The following problem:
Given an array of integers, and integers a,b, is there
some subset whose sum lies in the
interval [a,b] is NP-Hard.
This is so because we can solve subset-sum by choosing a=b=0.
Now this problem easily reduces to your problem and so your problem is NP-Hard too.
Now you can use the polynomial time approximation algorithm mentioned in the wiki link above.
Given an array of N integers, a target S and an approximation threshold c,
there is a polynomial time approximation algorithm (involving 1/c) which tells if there is a subset sum in the interval [(1-c)S, S].
You can use this repeatedly (by some form of binary search) to find the best approximation to S you need. Note you can also use this on intervals of the from [S, (1+c)S], while the knapsack will only give you a solution <= S.
Of course there might be better algorithms, in fact I can bet on it. There should be plenty of literature on the web. Some search terms you can use: approximation algorithms for subset-sum, pseudo-polynomial time algorithms, dynamic programming algorithm etc.
A simple-brute-force-method would be to read the text in, parse it into numbers, and then go through all combinations until you find the required sum.
A quicker solution would be to sort the numbers, then...
Add the largest number to your sum, Is it too big? if so, take it off and try the next smallest.
if the sum is too small, add the next largest number and repeat.
Continue adding numbers not letting the sum exceed the target. Finish when you hit the target.
Note that when you backtrack, you may need to back track more than one level. Sounds like a good case for recursion...
If the numbers are large you can turn this into an Integer Programme. Using Mathematicas solver, it might look something like this
nums = {99, 20, 30 , 1, 100, 400, 5, 10};
vars = a /# Range#Length#nums;
Minimize[(vars.nums - 183)^2, vars, Integers]
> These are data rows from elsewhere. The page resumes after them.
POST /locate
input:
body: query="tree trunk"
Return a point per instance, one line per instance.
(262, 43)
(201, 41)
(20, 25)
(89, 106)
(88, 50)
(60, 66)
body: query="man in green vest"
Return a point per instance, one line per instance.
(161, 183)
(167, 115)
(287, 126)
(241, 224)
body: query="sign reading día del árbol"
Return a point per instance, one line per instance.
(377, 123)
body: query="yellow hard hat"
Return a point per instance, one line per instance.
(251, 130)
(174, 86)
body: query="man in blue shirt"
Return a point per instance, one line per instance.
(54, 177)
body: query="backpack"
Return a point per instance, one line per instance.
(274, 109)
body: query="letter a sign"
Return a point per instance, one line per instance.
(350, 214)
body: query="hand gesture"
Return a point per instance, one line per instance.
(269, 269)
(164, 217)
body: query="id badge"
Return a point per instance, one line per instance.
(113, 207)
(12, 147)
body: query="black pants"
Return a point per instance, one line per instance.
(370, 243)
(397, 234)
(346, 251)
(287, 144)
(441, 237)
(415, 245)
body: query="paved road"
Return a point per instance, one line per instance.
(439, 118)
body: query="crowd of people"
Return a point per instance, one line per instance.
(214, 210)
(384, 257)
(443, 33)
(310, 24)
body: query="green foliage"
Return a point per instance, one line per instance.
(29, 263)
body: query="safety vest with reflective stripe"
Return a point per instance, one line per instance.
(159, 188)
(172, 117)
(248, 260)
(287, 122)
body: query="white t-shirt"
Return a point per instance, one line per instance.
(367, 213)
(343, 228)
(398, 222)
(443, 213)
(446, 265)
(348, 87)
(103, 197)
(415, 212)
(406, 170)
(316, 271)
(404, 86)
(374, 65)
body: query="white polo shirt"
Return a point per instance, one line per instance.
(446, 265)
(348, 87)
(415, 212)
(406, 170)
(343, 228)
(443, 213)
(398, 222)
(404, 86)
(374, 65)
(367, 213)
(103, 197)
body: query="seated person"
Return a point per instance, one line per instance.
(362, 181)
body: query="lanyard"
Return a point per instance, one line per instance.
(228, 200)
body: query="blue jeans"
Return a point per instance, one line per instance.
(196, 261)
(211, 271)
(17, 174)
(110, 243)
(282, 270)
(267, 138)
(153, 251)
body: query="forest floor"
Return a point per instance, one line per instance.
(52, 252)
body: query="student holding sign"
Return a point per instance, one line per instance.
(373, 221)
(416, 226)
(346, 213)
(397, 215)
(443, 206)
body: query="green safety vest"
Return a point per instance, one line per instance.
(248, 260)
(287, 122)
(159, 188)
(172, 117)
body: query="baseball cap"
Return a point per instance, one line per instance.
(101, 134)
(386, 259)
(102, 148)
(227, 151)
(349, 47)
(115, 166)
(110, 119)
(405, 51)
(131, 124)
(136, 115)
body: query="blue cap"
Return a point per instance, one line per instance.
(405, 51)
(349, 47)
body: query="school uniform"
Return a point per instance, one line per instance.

You can sort the list of values, find the first value that's greater than the target, and start concentrating on the values that are less than the target. Find the sum that's closest to the target without going over, then compare that to the first value greater than the target. If the difference between the closest sum and the target is less than the difference between the first value greater than the target and the target, then you have the sum that's closest.
Kinda hokey, but I think the logic hangs together.